This week’s box included: honeynut squashes, summer squash (yellow, zephyr, zucchini), cucumbers (mostly Kirbys), garlic, potatoes, kale, apples, banana peppers (mild), green beans, okra. You can see a photo that can help with identification on our Facebook page or check out our weekly video on Instagram.
The first appearance of kale for fall is a welcome sight. These cooler, drier days that tease us that fall is in the air make me hungry for hearty greens. Last week’s turnip greens followed by this week’s kale are making me happy. Kale has become so popular I’m really wondering why nobody’s whipping up kale spice lattes. Ok. Maybe not. But fresh pressed kale and apple juice? That’s definitely on my list for the kale and apples in this week’s box. And so many apple varieties. I’m tempted to take a bite out of each – sweet? spicy? tart? Can’t decide which ones should go in the juice without knowing the flavor profile. Or which ones should go in the Slow Cooker Peruvian Pork Stew with Apples. Or the Apple Upside Down Cake. But the Sharlotka we posted last year is forgiving and any of those apples will work just fine.
Not sure what was in your box, but I think we got a mix of regular butternut and maybe a honey nut squash that was a little bigger than the ones we received a week or two ago. I’m delighted because I had guests who were so taken with the looks of the honey nuts that they did just that, they took them! So we never got to try. Hoping this one is a honey nut and I’ll get to just cut it in half and roast it and see what all the fuss is about.
Green beans make me happy, too. Tomorrow I’ll tip and tail them during a conference call (oh, the things we can do while working from home) and combine them with some potatoes to make this potato and green bean salad.
If you’re ready to think soup, I cannot recommend this recipe enough – Dandelion Food’s Beef Curry Noodles. Absolutely fabulous. And I stocked up on beef bones, so I may divert some of that kale and some of the potatoes into this soup
And there were more okra pods, more Kirby cucumbers, more garlic, more summer squash (although the first Zephyr squash I’ve seen this year). I’m sure you have lots of favorite ways to prepare those.
But … if you happen to have one of the last of this summer’s peaches around, you might want to make this mahi rice bowl with okra and peaches – a recipe from The Peach Truck out of Nashville. Use that yellow finger pepper (or what is that variety?) in the box and if there are no jalapenos in your vegetable drawer, perhaps drop in a few crushed red pepper flakes. The recipe would work with any firm fleshed white fish. I wouldn’t use salmon, but you do you.

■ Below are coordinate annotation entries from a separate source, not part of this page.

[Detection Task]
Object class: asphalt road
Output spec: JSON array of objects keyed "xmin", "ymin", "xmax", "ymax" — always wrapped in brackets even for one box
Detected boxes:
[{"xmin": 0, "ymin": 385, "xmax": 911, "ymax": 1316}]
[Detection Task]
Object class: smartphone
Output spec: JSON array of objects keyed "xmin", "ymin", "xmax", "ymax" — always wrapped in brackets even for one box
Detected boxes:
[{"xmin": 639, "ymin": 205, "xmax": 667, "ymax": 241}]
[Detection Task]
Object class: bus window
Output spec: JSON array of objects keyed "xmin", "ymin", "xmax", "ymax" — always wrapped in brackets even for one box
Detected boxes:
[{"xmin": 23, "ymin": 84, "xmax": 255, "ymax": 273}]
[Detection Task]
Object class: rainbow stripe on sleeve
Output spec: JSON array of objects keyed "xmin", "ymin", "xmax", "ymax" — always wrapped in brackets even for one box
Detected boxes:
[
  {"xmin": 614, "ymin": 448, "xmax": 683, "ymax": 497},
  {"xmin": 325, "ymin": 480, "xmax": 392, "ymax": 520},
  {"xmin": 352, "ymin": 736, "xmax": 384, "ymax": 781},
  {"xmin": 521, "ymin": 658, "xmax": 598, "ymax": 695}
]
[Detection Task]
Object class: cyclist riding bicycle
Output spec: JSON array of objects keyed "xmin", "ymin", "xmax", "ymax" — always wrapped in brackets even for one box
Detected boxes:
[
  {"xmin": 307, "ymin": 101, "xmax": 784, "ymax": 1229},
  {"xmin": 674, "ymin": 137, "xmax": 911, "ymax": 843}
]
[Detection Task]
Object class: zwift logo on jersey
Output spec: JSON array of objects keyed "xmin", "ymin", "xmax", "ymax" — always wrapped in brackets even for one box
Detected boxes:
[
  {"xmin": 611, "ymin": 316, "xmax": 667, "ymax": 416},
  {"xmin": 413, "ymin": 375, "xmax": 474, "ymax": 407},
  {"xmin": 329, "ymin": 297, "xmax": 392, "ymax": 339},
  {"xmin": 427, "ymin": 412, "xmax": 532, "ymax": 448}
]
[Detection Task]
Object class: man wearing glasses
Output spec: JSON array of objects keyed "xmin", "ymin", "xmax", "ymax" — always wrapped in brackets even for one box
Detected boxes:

Our okra pods are a sort of big this week, so maybe start them about 5 minutes ahead of when you add the fish so the fish won’t overcook while the okra is getting tender.
MAHI RICE BOWL with Sesame Okra and Peach Pepper Slaw
1/2 cup long-grain white rice, rinsed
4 tsp. white miso paste
2 (6 oz.) mahi-mahi fillets
8 oz. fresh okra
1 Tbsp. toasted sesame oil
1 tsp. kosher salt, divided
1/4 tsp. black pepper
1 Tbsp. toasted sesame seeds
1 lime, halved
3 scallions, chopped, divided
1 small peach, sliced (about 1 cup)
2 1/2 oz. sweet mini peppers, thinly sliced (about 1/2 cup)
1 small jalapeño, seeded if desired, thinly sliced
2 Tbsp. unseasoned rice vinegar
2 Tbsp. olive oil
Bring 1 cup of water to a boil in a small saucepan over high; add rice, cover, reduce heat to low, and cook 14 minutes or until water is absorbed and rice is tender. Remove from heat, and let stand, covered, 10 minutes. Fluff with a fork.
Preheat oven to 425F. Stir together miso paste and 1 tablespoon water in a small bowl. Place mahi on one side of a parchment paper-lined rimmed baking sheet, and brush with miso mixture.
Toss okra with sesame oil, 1/2 teaspoon of the salt, and black pepper. Spread in an even layer on other side of baking sheet.
Bake 20 minutes, stirring okra halfway, until mahi is done and okra is tender. Toss okra with sesame seeds, juice of half the lime, and one-third of the scallions.
Toss together peach, sweet mini peppers, jalapeño, vinegar, olive oil, 1/2 teaspoon of the salt, and half of the remaining scallions in a medium bowl.
Spoon rice evenly into 2 bowls. Top with mahi, okra, and peach pepper slaw. Sprinkle with remaining scallions and serve with lime wedges.